Nobel Prize for physics goes to inventors of low-energy LED light

STOCKHOLM/LONDON, (Reuters) – An American and two Japanese scientists won the 2014 Nobel Prize for Physics yesterday for inventing a new energy-efficient and environment-friendly light source, leading to the creation of modern LED light bulbs.

Isamu Akasaki and Hiroshi Amano of Japan and Japanese-born U.S. citizen Shuji Nakamura won the prize for developing the blue light-emitting diode (LED) — the missing piece that now allows manufacturers to produce white-light lamps.

The arrival of such lamps is changing the way homes and workplaces are lit, offering a longer-lasting and more efficient alternative to the incandescent bulbs pioneered by Joseph Swan and Thomas Edison at the end of the 19th century.

“Red and green LEDs have been around for a long time but blue was really missing. Thanks to the blue LED we now can get white light sources which have very high energy efficiency and very long lifetime,” Per Delsing, a member of the Royal Swedish Academy of Sciences, told a news conference.

The award is a notable example of a practical discovery winning the prize — in contrast to last year, when the physics prize went to scientists who predicted the existence of the Higgs boson particle that explains how elementary matter attained the mass to form stars and planets.

“Incandescent light bulbs lit the 20th century; the 21st century will be lit by LED lamps,” the academy said in a statement.

Frances Saunders, president of Britain’s Institute of Physics, said the shift offered the potential for huge energy savings.

“With 20 percent of the world’s electricity used for lighting, it’s been calculated that optimal use of LED lighting could reduce this to 4 percent. Akasaki, Amano and Nakamura’s research has made this possible and this prize recognises this contribution,” she said.

Akasaki is at the Meijo University in Japan and Amano is professor at the Nagoya University.
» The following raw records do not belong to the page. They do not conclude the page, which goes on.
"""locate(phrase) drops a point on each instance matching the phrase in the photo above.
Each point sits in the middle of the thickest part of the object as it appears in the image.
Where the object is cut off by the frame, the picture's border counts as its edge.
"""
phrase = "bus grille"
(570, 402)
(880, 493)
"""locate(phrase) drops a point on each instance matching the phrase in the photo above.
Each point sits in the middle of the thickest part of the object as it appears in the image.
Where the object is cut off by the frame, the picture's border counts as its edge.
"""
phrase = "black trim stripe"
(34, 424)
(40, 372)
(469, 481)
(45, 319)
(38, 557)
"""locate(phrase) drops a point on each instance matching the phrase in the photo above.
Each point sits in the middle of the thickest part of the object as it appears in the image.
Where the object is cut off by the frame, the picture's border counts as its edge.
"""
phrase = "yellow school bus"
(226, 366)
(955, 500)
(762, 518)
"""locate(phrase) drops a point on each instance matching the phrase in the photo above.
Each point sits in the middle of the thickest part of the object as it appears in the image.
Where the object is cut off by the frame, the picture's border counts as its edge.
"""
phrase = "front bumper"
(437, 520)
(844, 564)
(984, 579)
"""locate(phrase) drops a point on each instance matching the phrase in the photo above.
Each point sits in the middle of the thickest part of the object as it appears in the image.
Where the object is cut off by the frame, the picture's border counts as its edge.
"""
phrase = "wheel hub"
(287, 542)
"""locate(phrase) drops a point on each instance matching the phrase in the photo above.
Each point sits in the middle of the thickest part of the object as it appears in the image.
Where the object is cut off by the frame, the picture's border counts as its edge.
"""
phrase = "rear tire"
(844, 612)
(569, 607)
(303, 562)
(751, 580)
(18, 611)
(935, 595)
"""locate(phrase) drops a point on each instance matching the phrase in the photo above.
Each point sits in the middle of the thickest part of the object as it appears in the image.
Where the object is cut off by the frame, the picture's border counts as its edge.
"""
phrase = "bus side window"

Nakamura is at the University of California, Santa Barbara.

Contacted by telephone in the middle of the night, Nakamura said of the award: “It’s unbelievable.”

Nakamura invented the blue-light emitting diode while working at Nichia, an unlisted firm, but received next to nothing from them for the work until 2004, when the Tokyo District Court ordered Nichia to pay him a record 20 billion yen.

Colin Humphreys, an expert at the University of Cambridge who is working on next-generation LED lighting, said the ability of the three scientists to crack the problem of blue light when others had failed was a tremendous achievement.

“Their invention of efficient blue LEDs has paved the way for the development of bright, cost effective and, importantly, energy efficient white lighting,” he said.

In addition to lighting buildings, LED bulbs are transforming lamps in cars and the technology is also used as a light source in smartphone and computer screens.

The LED boom upended the lighting market, creating both opportunities and challenges for major players like Dutch group Philips, which has been making light bulbs for 123 years but is now splitting off its lighting business.

As winners of the physics award, the laureates join some of the biggest names in science such as Albert Einstein, Niels Bohr and the husband and wife team of Pierre and Marie Curie.